A.The 'Require ticket information on activation' setting is not enabled in the role settings
B.Users are activating through the Azure AD overview page instead of the PIM blade
C.The activation policy requires approval but the approvers ignore the ticket field
D.The role is configured for 'Active' assignment instead of 'Eligible'
AnswerA

This setting must be explicitly enabled for PIM to prompt for a ticket number during activation. Without it, the ticket field is not shown.

Why this answer

Option A is correct because the 'Require ticket information on activation' setting is a separate toggle in the PIM role settings that must be explicitly enabled. Even if the support ticket number field is displayed in the activation form, the system will not enforce its entry unless this specific setting is turned on. Without it, users can leave the field blank and still successfully activate the role.

Exam trap

The trap here is that candidates assume the presence of a ticket number field in the activation form means it is required, but PIM separates the UI display from the enforcement toggle, so the setting must be explicitly enabled for the field to be mandatory.
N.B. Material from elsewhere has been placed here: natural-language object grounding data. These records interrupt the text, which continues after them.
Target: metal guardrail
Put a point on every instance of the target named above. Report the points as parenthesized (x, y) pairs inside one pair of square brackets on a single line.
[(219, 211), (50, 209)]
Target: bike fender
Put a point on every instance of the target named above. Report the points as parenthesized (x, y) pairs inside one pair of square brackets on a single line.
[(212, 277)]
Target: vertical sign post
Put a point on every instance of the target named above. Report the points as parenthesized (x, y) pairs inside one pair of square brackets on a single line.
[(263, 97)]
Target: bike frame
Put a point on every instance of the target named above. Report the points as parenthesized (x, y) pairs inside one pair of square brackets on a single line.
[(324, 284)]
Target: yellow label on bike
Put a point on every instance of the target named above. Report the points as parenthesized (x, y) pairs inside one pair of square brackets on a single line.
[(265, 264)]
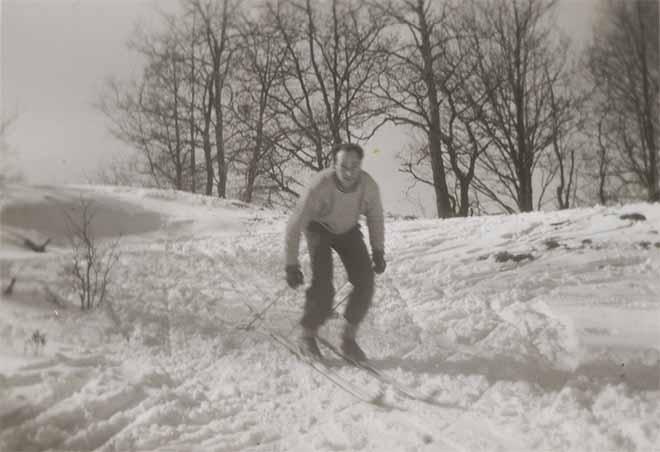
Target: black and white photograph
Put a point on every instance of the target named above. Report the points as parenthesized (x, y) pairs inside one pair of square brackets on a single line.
[(330, 225)]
How to eliminate wrong answers

Option B is wrong because the Azure AD overview page does not provide role activation capabilities; all PIM activations must go through the PIM blade or the Azure AD Roles and Administrators blade, and the enforcement of ticket information is controlled by the role settings regardless of the entry point. Option C is wrong because if the activation policy requires approval, the approver's behavior does not override the system's enforcement of the ticket field; the system itself would block activation if the setting were enabled. Option D is wrong because the assignment type (Active vs.

Eligible) determines whether the user needs to activate the role at all, but it does not affect the enforcement of ticket information during activation; an Eligible assignment is required for PIM activation, but the ticket setting is independent.